Lois Lane e Super-Homem: um amargo reencontro.


        A despeito de toda a sua devoção e reverência, Singer não alcançou plenamente os seus objetivos. Pela sua intensa carga emocional e registo melancólico - inusual em produções do género e para o qual contribuiu igualmente o figurino retro - Super-Homem, O Regresso defraudou as expectativas de alguns fãs, que certamente desejavam ver  mais ação física. Com efeito, o verdadeiro vilão da história não é Lex Luthor (e muito menos a dispensável kryptonita). Esse papel coube a Lois Lane, a verdadeira causadora do sofrimento do herói, ao partir-lhe o coração (uma proeza, visto tratar-se do Homem de Aço) e ao sonegar-lhe a paternidade. Super-Homem, O Regresso é, pois, em última análise, uma história de amor. Entre o Último Filho de Krypton e a sua eterna namorada, por um lado, e entre Bryan Singer e os filmes clássicos de Richard Donner, por outro.
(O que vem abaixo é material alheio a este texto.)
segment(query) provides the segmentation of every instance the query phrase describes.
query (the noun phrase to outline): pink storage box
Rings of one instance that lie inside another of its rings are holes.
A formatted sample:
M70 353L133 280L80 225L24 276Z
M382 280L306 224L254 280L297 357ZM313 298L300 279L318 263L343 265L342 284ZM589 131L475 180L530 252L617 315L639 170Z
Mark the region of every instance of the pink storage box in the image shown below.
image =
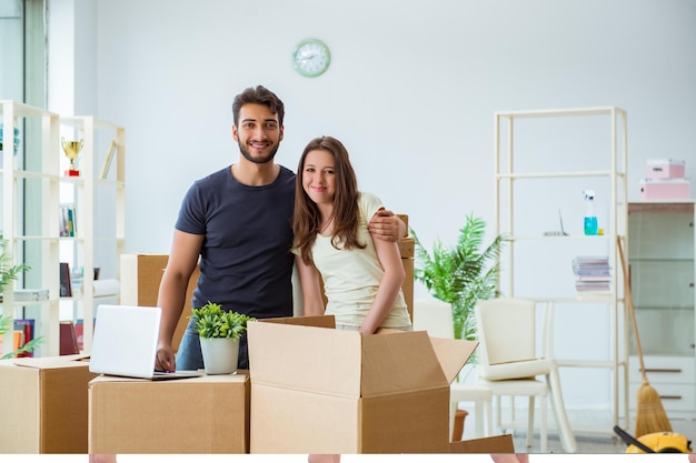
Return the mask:
M648 179L684 179L684 161L674 159L653 159L647 162Z
M640 198L644 200L687 200L689 181L686 179L640 180Z

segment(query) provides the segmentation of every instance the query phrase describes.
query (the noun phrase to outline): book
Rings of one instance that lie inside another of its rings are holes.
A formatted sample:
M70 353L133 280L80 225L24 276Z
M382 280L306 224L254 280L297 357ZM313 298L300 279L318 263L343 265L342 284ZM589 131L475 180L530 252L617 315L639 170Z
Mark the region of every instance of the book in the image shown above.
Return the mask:
M60 355L79 354L78 336L74 323L71 321L60 322Z
M32 289L21 289L14 290L12 292L14 295L14 302L32 302L32 301L47 301L49 299L48 290L32 290ZM2 303L3 298L0 294L0 303Z
M14 290L14 301L47 301L49 299L48 290L42 289L29 289Z
M60 296L70 298L71 295L70 264L68 264L68 262L60 262Z
M109 168L111 167L111 161L113 160L113 153L116 152L116 140L111 140L111 144L109 145L109 151L103 159L103 164L101 164L101 172L99 173L100 179L106 179L109 174Z
M33 319L14 319L14 331L20 331L23 333L23 339L21 341L20 349L23 348L29 341L33 340ZM31 352L24 352L19 354L18 356L33 356Z

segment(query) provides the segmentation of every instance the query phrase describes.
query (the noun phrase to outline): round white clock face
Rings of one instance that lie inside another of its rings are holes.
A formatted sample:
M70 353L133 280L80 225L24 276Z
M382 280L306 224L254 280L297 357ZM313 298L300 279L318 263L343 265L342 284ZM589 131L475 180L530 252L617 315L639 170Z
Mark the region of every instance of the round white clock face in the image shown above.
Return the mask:
M317 39L302 40L292 51L295 70L305 77L321 76L330 61L329 48Z

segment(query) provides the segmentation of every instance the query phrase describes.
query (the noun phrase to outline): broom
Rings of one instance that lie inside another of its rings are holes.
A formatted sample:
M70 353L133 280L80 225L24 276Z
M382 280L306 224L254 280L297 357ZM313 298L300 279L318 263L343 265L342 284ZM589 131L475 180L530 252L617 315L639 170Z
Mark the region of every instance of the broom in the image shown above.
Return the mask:
M630 322L633 324L634 338L636 340L636 350L638 351L638 360L640 361L640 374L643 375L643 384L638 389L636 407L636 430L635 436L640 437L645 434L655 432L672 432L672 425L663 407L663 403L659 399L659 394L648 383L648 379L645 374L645 364L643 363L643 349L640 349L640 338L638 338L638 324L636 323L636 311L633 305L633 298L630 295L630 281L628 280L628 271L626 269L626 258L624 256L624 249L622 246L620 236L616 236L618 243L618 253L622 260L622 269L624 271L624 289L626 295L626 302L628 305L628 312L630 313Z

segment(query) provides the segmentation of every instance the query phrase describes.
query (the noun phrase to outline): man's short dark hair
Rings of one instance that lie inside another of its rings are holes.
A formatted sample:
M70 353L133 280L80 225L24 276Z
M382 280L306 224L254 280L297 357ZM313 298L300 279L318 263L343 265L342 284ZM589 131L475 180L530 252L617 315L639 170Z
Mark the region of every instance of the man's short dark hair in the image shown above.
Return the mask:
M249 87L241 93L235 97L232 102L232 115L235 117L235 125L239 124L239 111L245 104L264 104L270 109L270 112L278 115L278 123L282 127L282 119L285 117L285 104L276 95L264 85L257 85L256 88Z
        De uma rara beleza visual, algumas cenas de Super-Homem, O Regresso tornaram-se icónicas (a cena em que o herói flutua em órbita da Terra é simplesmente sublime). As sumptuosas sequências de voo são muito mais convincentes dos que as mostradas recentemente em Homem de Aço. Kevin Spacey infunde de cinismo e perversidade a sua versão de Lex Luthor (por contraponto ao registo mais histriónico de Gene Hackman) e, malgrado alguma falta de carisma, Kate Bosworth é uma Lois Lane muito mais bonita do que era Margot Kidder. Ainda uma palavra para o novo uniforme, que tanta controvérsia causou mal foram divulgadas as primeiras imagens: A-D-O-R-E-I! A troca do tradicional encarnado por um grená torna o fato mais telegénico e, considerando a sua origem alienígena, faz todo o sentido que o símbolo no peito seja tridimensional. E até as cuecas por fora parecem menos ridículas agora.
Reprodução de uma das mais belas sequência do filme.
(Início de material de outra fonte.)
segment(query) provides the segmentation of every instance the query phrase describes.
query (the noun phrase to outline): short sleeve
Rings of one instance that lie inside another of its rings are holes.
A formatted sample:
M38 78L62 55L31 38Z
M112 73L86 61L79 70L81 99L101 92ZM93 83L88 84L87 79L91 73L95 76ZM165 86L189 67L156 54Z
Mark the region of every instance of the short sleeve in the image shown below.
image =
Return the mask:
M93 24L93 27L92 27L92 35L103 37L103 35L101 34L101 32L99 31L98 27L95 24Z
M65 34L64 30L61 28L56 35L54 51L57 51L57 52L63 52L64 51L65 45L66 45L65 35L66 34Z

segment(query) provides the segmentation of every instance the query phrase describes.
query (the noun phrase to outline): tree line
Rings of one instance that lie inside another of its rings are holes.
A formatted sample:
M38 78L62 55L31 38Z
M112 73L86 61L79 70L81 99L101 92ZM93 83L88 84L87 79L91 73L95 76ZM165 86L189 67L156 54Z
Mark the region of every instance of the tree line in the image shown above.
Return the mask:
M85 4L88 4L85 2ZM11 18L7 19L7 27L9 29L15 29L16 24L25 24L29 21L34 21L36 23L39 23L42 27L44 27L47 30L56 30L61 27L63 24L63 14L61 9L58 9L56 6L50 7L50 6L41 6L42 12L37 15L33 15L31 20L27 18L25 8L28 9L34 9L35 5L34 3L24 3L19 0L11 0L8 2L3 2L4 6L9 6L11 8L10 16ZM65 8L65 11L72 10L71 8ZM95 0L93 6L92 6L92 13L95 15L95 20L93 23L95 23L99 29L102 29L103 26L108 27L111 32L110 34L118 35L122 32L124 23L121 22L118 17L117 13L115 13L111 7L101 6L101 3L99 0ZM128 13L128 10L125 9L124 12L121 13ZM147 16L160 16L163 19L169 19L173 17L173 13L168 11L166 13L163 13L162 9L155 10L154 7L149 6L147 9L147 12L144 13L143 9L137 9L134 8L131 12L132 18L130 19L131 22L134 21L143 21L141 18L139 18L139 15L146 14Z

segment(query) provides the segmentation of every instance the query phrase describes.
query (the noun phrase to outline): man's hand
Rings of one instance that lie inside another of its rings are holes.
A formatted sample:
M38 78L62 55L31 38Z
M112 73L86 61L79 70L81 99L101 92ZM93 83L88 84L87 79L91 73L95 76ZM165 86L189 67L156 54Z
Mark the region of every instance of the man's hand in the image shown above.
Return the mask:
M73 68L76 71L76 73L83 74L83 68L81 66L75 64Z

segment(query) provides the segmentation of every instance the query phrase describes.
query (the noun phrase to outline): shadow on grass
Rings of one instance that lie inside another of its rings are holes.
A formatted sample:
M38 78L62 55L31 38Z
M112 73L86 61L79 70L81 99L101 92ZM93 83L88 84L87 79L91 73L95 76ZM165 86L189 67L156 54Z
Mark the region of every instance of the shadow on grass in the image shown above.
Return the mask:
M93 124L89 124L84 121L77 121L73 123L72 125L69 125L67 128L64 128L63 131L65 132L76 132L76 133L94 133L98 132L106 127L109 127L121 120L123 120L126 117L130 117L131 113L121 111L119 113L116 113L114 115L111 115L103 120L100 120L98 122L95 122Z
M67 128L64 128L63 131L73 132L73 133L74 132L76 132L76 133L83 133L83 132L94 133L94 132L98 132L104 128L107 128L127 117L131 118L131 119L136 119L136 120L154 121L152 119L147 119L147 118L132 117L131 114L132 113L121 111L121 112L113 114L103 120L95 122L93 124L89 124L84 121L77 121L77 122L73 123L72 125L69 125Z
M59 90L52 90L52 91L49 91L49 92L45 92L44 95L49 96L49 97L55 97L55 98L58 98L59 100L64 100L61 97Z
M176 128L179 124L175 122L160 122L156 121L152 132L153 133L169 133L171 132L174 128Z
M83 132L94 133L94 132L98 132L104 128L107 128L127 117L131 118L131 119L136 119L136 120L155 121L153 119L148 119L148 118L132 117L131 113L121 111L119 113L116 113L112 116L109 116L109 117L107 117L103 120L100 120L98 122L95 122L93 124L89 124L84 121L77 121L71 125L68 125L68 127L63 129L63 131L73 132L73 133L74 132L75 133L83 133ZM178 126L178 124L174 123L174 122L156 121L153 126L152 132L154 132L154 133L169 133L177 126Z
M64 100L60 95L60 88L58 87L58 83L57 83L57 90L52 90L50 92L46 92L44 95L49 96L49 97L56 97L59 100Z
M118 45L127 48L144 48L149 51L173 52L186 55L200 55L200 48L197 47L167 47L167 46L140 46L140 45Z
       Agora os aspetos negativos: a essência da trama é decalcada do filme original de 1978 enfermando, por isso, de um défice de suspense (apenas atenuado pela quase morte do Super-Homem decorrente da sobre-exposição à kryptonita). Qualquer fã do herói sabe, no entanto, que ele dispõe de um considerável naipe de némesis à altura, pelo que não se percebe a insistência nas pedras radioativas como principal ameaça.
      Nada, porém, que torne menos refrescante este remake não assumido de Superman, The Movie, devidamente aprimorado pelas tecnologias modernas. Estamos, portanto, em presença de uma aventura clássica de um herói intemporal.